Continuous data transfer from PostgreSQL to ClickHouse using logical replication mechanism.
[WIP]
Get:
go get -u github.com/mkabilov/pg2ch
Run:
pg2ch --config {path to the config file (default config.yaml)}
tables:
{postgresql table name}:
main_table: {clickhouse table name}
buffer_table: {clickhouse buffer table name} # optional, if not specified, insert directly to the main table
buffer_row_id: {clickhouse buffer table column name for row id}
init_sync_skip: {skip initial copy of the data}
init_sync_skip_buffer_table: {if true bypass buffer_table and write directly to the main_table on initial sync copy}
# makes sense in case of huge tables
init_sync_skip_truncate: {skip truncate of the main_table during init sync}
engine: {clickhouse table engine: MergeTree, ReplacingMergeTree or CollapsingMergeTree}
max_buffer_length: {number of DML(insert/update/delete) commands to store in the memory before flushing to the buffer/main table }
merge_threshold: {if buffer table specified, number of buffer flushed before moving data from buffer to the main table}
columns: # postgres - clickhouse column name mapping,
# if not present, all the columns are expected to be on the clickhouse side with the exact same names
{postgresql column name}: {clickhouse column name}
is_deleted_column: # in case of ReplacingMergeTree 1 will be stored in the {is_deleted_column} in order to mark deleted rows
sign_column: {clickhouse sign column name for CollapsingMergeTree engines only, default "sign"}
ver_column: {clickhouse version column name for the ReplacingMergeTree engine, default "ver"}
inactivity_merge_timeout: {interval, default 1 min} # merge buffered data after that timeout
clickhouse: # clickhouse tcp protocol connection params
host: {clickhouse host, default 127.0.0.1}
port: {tcp port, default 9000}
database: {database name}
username: {username}
password: {password}
params:
{extra param name}:{extra param value}
...
postgres: # postgresql connection params
host: {host name, default 127.0.0.1}
port: {port, default 5432}
database: {database name}
user: {user}
replication_slot_name: {logical replication slot name}
publication_name: {postgresql publication name}
db_path: {path to the persistent storage dir where table lsn positions will be stored}
- make sure you have PostgreSQL server running on
localhost:5432
- set
wal_level
in the postgresql config file tological
- set
max_replication_slots
to at least2
- set
- make sure you have ClickHouse server running on
localhost:9000
e.g. in the docker - create database
pg2ch_test
in PostgreSQL:CREATE DATABASE pg2ch_test;
- create a set of tables using pgbench command:
pgbench -U postgres -d pg2ch_test -i
- change replica identity
for the
pgbench_accounts
table to FULL, so that we'll receive old values of the updated rows:ALTER TABLE pgbench_accounts REPLICA IDENTITY FULL;
- create PostgreSQL publication for the
pgbench_accounts
table:CREATE PUBLICATION pg2ch_pub FOR TABLE pgbench_accounts;
- create PostgreSQL logical replication slot:
SELECT * FROM pg_create_logical_replication_slot('pg2ch_slot', 'pgoutput');
- create tables on the ClickHouse side:
CREATE TABLE pgbench_accounts (aid Int32, abalance Int32, sign Int8) ENGINE = CollapsingMergeTree(sign) ORDER BY aid
-- our target table
CREATE TABLE pgbench_accounts_buf (aid Int32, abalance Int32, sign Int8, row_id UInt64) ENGINE = Memory()

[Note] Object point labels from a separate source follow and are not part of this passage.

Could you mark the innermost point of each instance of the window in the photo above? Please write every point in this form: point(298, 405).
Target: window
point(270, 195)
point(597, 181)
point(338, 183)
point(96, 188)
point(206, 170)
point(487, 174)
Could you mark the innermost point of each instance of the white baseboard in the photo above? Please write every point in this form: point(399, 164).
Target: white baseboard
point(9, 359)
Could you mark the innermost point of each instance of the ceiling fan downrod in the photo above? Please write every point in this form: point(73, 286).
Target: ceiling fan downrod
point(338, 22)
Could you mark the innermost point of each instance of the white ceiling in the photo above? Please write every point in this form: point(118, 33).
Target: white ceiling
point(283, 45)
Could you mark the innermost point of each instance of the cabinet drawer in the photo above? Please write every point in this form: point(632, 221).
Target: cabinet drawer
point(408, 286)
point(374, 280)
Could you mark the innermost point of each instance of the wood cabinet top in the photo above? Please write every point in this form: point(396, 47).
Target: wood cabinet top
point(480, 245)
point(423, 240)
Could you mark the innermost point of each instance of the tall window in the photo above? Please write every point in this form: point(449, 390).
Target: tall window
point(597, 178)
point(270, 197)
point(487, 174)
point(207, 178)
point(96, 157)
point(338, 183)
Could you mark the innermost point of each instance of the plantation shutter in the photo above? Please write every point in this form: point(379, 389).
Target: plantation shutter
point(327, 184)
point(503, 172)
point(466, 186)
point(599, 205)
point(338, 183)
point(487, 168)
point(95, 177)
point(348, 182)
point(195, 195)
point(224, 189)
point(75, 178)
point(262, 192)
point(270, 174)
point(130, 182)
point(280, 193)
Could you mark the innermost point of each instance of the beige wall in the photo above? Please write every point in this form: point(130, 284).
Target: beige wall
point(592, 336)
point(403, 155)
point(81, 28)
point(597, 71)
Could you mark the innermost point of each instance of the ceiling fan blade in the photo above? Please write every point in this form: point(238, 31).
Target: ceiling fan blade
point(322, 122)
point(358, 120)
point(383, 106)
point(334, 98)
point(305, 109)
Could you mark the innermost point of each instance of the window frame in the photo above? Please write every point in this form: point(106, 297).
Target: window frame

-- will be used as a buffer table
- create
config.yaml
file with the following content:
tables:
pgbench_accounts:
main_table: pgbench_accounts
buffer_table: pgbench_accounts_buf
buffer_row_id: row_id
engine: CollapsingMergeTree
max_buffer_length: 1000
merge_threshold: 4
columns:
aid: aid
abalance: abalance
sign_column: sign
inactivity_merge_timeout: '10s'
clickhouse:
host: localhost
port: 9000
database: default
username: default
postgres:
host: localhost
port: 5432
database: pg2ch_test
user: postgres
replication_slot_name: pg2ch_slot
publication_name: pg2ch_pub
db_path: db
- run pg2ch to start replication:
pg2ch --config config.yaml
- run
pgbench
to have some test load:
pgbench -U postgres -d pg2ch_test --time 30 --client 10
- wait for
inactivity_merge_timeout
period (in our case 10 seconds) so that data in the memory gets flushed to the table in ClickHouse - check the sums of the
abalance
column both on ClickHouse and PostgreSQL:- ClickHouse:
SELECT SUM(abalance * sign), SUM(sign) FROM pgbench_accounts
(why multiply bysign
column?) - PostgreSQL:
SELECT SUM(abalance), COUNT(*) FROM pgbench_accounts
- ClickHouse:
- numbers must match; if not, please open an issue.